Olía a telas, sobre todo a terciopelo y a tartán y de fondo se escuchaba el traqueteo incesante de la Singer. En la radio, una locutora con voz de los años 50 hablaba sobre la transición mientras el rayo amenazaba con inundar la pequeña habitación de luz.
El taller era un espacio minúsculo abarrotado de patrones, vestidos aún por terminar, bobinas y revistas femeninas con la última moda. Si lo mirabas desde fuera podías ver a dos trabajadores partiéndose el lomo por conseguir ahorrar a fin de mes. Si lo sentías por dentro podías notar la grandeza de las cosas insignificantes, como lentejuelas cosidas a doble hilo sobre sarga de la sección de oportunidades.
Ellos no sabían que les espiaba mientras merendaba mi segundo bocata de pan con chocolate. En lugar de entrar arrasando como era costumbre, aquel día decidí observarles desde el anonimato de una puerta entrecerrada y la privacidad de los que se saben a solas.

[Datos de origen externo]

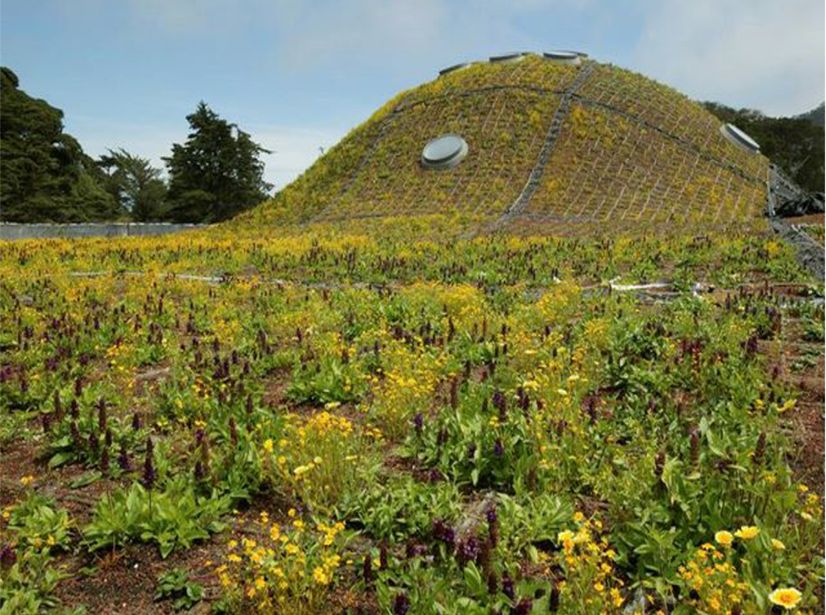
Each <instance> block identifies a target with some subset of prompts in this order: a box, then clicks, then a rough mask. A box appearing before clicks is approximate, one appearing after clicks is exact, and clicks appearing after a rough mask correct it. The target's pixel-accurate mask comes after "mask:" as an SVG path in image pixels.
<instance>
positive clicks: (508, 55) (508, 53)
mask: <svg viewBox="0 0 826 615" xmlns="http://www.w3.org/2000/svg"><path fill="white" fill-rule="evenodd" d="M526 55H528V54H527V53H526V52H524V51H515V52H513V53H503V54H502V55H498V56H491V57H490V62H491V63H493V64H496V63H500V62H519V61H520V60H524V59H525V56H526Z"/></svg>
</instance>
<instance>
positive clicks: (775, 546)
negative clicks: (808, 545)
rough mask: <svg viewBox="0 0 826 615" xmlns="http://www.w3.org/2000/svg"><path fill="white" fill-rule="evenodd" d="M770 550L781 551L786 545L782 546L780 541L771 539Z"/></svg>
mask: <svg viewBox="0 0 826 615" xmlns="http://www.w3.org/2000/svg"><path fill="white" fill-rule="evenodd" d="M772 548H773V549H774V550H775V551H782V550H783V549H785V548H786V545H784V544H783V542H782V541H780V540H777V538H772Z"/></svg>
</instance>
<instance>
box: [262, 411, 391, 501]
mask: <svg viewBox="0 0 826 615" xmlns="http://www.w3.org/2000/svg"><path fill="white" fill-rule="evenodd" d="M380 435H381V434H380V432H377V431H376V430H371V431H370V433H369V434H366V433H365V432H363V431H362V430H357V429H355V427H354V425H353V423H352V421H350V420H349V419H347V418H345V417H343V416H337V415H335V414H333V413H331V412H328V411H327V410H324V411H321V412H318V413H316V414H314V415H313V416H311V417H310V418H309V419H307V420H304V418H303V417H300V416H298V415H295V414H291V415H288V416H287V424H286V427H285V430H284V434H283V437H282V438H280V439H279V440H278V442H277V443H276V442H273V441H272V440H271V439H267V440H265V441H264V443H263V445H262V452H263V457H264V461H265V463H264V468H265V471H267V472H268V473H269V474H270V476H271V479H272V480H273V481H274V483H275V484H276V485H277V486H278V487H280V488H284V489H286V491H287V495H289V496H292V497H295V498H297V499H299V500H300V501H302V502H304V503H306V504H309V505H310V506H311V507H313V509H318V510H325V509H327V508H329V507H331V506H333V505H335V503H336V502H337V501H338V498H339V497H340V495H341V494H342V493H343V492H344V490H346V489H347V488H348V487H349V485H351V484H352V483H353V481H354V480H355V477H356V472H357V469H358V468H357V464H358V463H359V461H360V460H361V458H362V456H363V451H364V449H365V447H366V445H367V444H366V443H367V440H368V436H369V437H372V438H378V437H380Z"/></svg>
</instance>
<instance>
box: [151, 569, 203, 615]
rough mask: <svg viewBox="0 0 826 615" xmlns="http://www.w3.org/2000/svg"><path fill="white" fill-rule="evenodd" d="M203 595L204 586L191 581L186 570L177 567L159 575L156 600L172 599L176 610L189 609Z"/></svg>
mask: <svg viewBox="0 0 826 615" xmlns="http://www.w3.org/2000/svg"><path fill="white" fill-rule="evenodd" d="M203 597H204V588H203V586H202V585H201V584H199V583H195V582H193V581H190V580H189V575H188V574H187V572H186V571H185V570H181V569H180V568H175V569H173V570H170V571H168V572H165V573H163V574H162V575H160V576H159V577H158V585H157V587H156V589H155V600H156V601H160V600H172V608H173V609H175V610H176V611H182V610H185V611H188V610H189V609H191V608H192V607H193V606H195V605H196V604H197V603H198V602H200V601H201V600H202V599H203Z"/></svg>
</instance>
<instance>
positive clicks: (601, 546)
mask: <svg viewBox="0 0 826 615" xmlns="http://www.w3.org/2000/svg"><path fill="white" fill-rule="evenodd" d="M573 522H574V526H575V527H574V529H569V530H563V531H561V532H559V534H558V535H557V541H558V542H559V543H560V544H561V545H562V551H561V553H560V555H559V559H560V561H559V562H558V563H559V565H560V567H561V568H562V570H563V572H564V575H565V580H564V581H562V582H560V584H559V588H560V594H561V599H562V601H563V602H565V603H568V604H572V605H573V604H576V605H580V608H581V611H580V612H581V613H594V614H596V613H620V612H621V611H622V607H623V604H624V603H625V598H624V597H623V587H624V583H623V581H622V579H620V578H618V575H617V574H615V568H614V566H615V564H614V562H615V561H616V559H617V553H616V551H614V549H613V548H611V545H610V544H609V543H608V539H607V538H606V537H605V536H604V535H603V529H604V528H603V524H602V522H601V521H600V520H599V519H597V518H592V519H589V518H586V517H585V515H584V514H583V513H582V512H579V511H577V512H575V513H574V516H573Z"/></svg>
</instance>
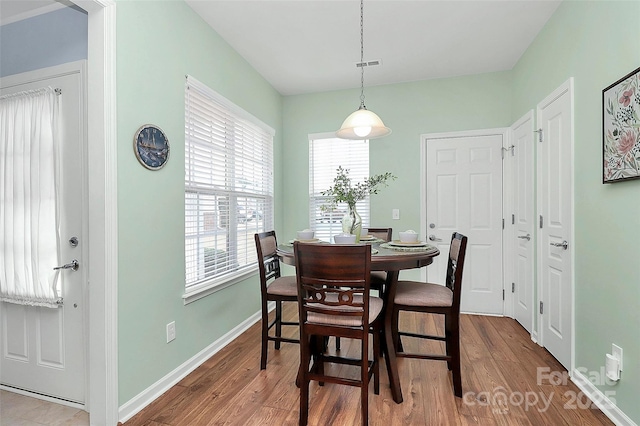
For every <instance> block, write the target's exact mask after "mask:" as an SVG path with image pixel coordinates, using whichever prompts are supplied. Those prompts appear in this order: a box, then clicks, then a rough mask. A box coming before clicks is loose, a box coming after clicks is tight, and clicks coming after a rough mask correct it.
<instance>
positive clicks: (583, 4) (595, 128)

El rayo de sol alcanzó la mirada de ella y él se apresuro a retirarlo de sus ojos. No quería que la cegara, la prefería aguda, avispada, locuaz. Fue un gesto decidido y delicado, duró apenas unos segundos, los suficientes para que ella sonriera y le mirara con aquellos ojos que veían más allá de las vestiduras. Los necesarios para que yo entendiera que es eso que suelen mal llamar amor.
Se me escapo una sonrisa y mis sonrisas siempre hacen ruido, así que pasaron de ser dos a ser tres, de la complicidad a la carcajada que les provocaban mis payasadas de niña jugando a ser mayor.
Las voces alegres hacían enmudecer a la locutora y todo se paraba. Hasta el aire. Solo existíamos nosotros en aquel taller de aquel universo inventado en el que los encajes valían más que las pesetas y los cordones dorados eran collares de marquesa. Sin capas, como héroes de la rutina que luchan porque su mundo sea un poco mejor o simplemente sea.
El rayo permanecía impasible y me atravesaba la falda cada vez que pasaba a su lado. Hacia calor, era verano.
Recuerdo que cerré muy fuerte los ojos y miré al rayo sin verle, concentrando todos mis sueños en la punta de mi pecosa nariz. La locutora hablaba ahora de una nueva boda de la realeza y la Singer seguía con su melodía acompasada. Ellos cosían cada uno su parte del encargo, piezas de un todo insignificante si no las entrelazaban las manos regordetas de él y los dedos con artrosis de ella.
Yo imaginaba el futuro, uno en el que siempre estarían observándome sigilosos tras la puerta del taller.
Y mientras, motas de polvo, alfileres por el suelo, hilos de colores, la vida.